L’histoire oubliée des femmes de Harkis, tisseuses des tapis de l’État français

Elles sont femmes de Harkis et pendant des décennies ont tissé des tapis d’exception pour le mobilier national. Licières à la manufacture de Lodève, elles sont passé avec dextérité du motif berbère au style Louis XIV ou Empire. Mais qui sont ces femmes restées dans l‘ombre et quelle est leur histoire ? Théa Ollivier a mené l’enquête.

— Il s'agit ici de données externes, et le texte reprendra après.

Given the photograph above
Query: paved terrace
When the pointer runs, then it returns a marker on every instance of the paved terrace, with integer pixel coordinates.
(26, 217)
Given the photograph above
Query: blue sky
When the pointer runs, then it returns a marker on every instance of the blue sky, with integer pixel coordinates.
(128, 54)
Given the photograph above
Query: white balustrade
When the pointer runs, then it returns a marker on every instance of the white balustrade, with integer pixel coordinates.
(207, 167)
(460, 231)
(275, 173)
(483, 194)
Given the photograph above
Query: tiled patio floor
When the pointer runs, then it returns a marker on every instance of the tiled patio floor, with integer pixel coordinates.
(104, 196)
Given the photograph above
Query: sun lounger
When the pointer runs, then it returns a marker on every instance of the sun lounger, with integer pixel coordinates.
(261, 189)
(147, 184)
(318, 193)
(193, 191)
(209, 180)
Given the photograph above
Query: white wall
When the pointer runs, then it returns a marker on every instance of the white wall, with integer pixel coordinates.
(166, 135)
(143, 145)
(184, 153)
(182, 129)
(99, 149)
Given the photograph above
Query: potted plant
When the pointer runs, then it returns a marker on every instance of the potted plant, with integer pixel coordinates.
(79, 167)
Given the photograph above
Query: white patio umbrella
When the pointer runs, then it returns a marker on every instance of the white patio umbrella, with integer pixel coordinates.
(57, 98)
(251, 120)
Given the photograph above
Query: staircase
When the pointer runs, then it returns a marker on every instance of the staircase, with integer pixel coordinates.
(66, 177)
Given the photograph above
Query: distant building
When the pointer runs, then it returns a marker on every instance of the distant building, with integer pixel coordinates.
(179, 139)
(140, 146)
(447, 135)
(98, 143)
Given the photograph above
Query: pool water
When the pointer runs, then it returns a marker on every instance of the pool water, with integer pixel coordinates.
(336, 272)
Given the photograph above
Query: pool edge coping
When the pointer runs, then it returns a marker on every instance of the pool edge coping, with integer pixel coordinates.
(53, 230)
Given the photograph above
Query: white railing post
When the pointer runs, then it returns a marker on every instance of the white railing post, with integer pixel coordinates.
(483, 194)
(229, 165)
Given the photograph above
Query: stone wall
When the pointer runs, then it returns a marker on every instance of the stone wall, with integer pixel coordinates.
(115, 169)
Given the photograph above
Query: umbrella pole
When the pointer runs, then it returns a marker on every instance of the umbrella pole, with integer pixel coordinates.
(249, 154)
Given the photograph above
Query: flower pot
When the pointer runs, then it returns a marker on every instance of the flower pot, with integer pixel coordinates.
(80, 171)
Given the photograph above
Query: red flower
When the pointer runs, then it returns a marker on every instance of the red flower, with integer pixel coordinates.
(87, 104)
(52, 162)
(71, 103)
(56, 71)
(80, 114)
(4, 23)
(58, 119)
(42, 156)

En 1964, deux ans après la fin de la guerre d’Algérie et les Accords d’Évian, une soixantaine de familles harkis arrivent à Lodève, dans l’Hérault, au pied du Larzac, après un passage par les camps de Rivesaltes ou de St Maurice l’Ardoise. Les femmes sont recrutées pour tisser des tapis dans un atelier installé dans un ancien baraquement militaire. En 1966, cet atelier devient une annexe de la Manufacture nationale de la Savonnerie et passe sous la responsabilité du Mobilier national. Les tapis produits à Lodève sont destinés aux plus hautes institutions de la République.

Pendant des décennies, ces femmes ont tissé des œuvres destinées aux lieux de pouvoir. Pourtant, leur histoire est restée largement invisible. Aujourd’hui, une association locale Mémoires Méditerranée se mobilise pour faire reconnaître leur travail et première victoire, leur parcours vient tout juste d’intégrer la collection permanente du Mémorial du Camp de Rivesaltes.